Newsletter des Instituts Alter

Der Newsletter des Instituts Alter der BFH erscheint fünf- bis sechsmal jährlich. Er informiert Sie über Aktualitäten aus dem Institut, über Fachbeiträge, laufende Fachdiskussionen und spannende Weiterbildungsangebote. Wir wünschen Ihnen eine anregende Lektüre. Haben Sie Fragen, Anregungen oder sonstiges Feedback? Zögern Sie nicht uns zu kontaktieren.

Elsmarie Stricker, Leiterin Bildung Institut Alter
Michaela Maurer, Wissenschaftliche Mitarbeiterin Institut Alter
elsmarie.stricker@bfh.ch, michaela.maurer@bfh.ch ,T +41 31 848 36 73


Im Fokus
Die alternde Schweizer Gesellschaft: Erste Forschungsergebnisse vorgestellt

News
Neues Weiterbildungsprogramm erschienen
BFH-Forschungsprojekt auf Radio SRF

Zukunftsweisend
Bundesrat will pflegende Angehörige entlasten

Weiterbildung
Studiengänge
Kurse und Fachkurse

Nächste Infoveranstaltungen
Master-, Diploma-, Zertifikats-Studiengänge des Instituts Alter

Aufgeschnappt
Miller’s Senior Lab
 
 

Im Fokus

Die alternde Schweizer Gesellschaft: Erste Forschungsergebnisse vorgestellt

Im Juni hat die Leiterin des Projektes «Die alternde Schweizer Gesellschaft.
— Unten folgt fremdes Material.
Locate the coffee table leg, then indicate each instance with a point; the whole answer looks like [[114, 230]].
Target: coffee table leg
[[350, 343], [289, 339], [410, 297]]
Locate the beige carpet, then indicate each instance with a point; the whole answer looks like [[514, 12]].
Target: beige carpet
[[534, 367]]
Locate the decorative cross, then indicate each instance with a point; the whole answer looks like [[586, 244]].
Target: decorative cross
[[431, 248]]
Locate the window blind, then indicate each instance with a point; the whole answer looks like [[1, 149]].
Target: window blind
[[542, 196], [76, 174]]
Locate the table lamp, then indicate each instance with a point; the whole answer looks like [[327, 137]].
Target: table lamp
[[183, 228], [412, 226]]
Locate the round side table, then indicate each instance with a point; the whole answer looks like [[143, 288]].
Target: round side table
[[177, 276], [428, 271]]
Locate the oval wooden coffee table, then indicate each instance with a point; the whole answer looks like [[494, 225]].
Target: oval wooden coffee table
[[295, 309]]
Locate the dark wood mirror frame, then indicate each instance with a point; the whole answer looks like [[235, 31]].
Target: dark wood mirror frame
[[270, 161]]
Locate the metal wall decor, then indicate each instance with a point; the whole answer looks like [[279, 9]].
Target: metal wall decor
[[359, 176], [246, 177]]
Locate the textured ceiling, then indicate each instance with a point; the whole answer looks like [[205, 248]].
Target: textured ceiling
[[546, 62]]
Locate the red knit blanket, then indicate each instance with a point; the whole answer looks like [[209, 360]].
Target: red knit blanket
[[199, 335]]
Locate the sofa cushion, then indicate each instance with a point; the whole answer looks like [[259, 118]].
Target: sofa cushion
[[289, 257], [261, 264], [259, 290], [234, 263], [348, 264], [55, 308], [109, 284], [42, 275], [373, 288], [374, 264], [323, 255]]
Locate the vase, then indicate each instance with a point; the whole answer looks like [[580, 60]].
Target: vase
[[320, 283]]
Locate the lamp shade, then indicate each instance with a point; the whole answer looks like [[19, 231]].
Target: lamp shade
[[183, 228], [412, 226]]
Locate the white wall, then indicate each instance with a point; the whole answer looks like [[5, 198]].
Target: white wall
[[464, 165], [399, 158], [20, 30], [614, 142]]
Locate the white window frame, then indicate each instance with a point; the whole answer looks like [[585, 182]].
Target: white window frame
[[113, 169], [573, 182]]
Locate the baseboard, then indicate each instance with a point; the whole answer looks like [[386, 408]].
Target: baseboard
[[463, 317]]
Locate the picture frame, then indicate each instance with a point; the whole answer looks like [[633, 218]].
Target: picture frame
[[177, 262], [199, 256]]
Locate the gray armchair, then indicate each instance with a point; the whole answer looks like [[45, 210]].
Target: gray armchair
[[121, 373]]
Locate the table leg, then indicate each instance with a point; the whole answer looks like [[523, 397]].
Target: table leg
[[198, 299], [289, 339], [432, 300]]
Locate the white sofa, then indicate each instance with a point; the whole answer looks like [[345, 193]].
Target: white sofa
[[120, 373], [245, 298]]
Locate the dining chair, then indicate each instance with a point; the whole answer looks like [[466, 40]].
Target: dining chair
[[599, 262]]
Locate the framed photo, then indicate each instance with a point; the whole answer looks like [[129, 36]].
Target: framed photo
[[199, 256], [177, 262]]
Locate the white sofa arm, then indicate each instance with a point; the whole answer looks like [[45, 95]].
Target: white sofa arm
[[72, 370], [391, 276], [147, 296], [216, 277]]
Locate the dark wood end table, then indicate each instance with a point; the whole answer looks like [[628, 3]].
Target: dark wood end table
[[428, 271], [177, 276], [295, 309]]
Eine vergleichende Inhaltsanalyse von drei Schweizer Zeitungen» Karen Torben-Nielsen in Montreux (11. Internationaler Frankofoner Kongress für Gerontologie und Geriatrie) und Zürich (Pro Senectute) darüber berichtet, wie die Schweizer Zeitungen NZZ, Blick und 20 Minuten den demografischen Wandel in der Schweiz darstellen. Erste Ergebnisse: Berichtet wird häufig über politisch-ökonomische Themen und es kommen vor allem Experten zu Wort. Die beiden Veranstaltungen waren gut besucht und es gab spannende Fragen und Diskussionen.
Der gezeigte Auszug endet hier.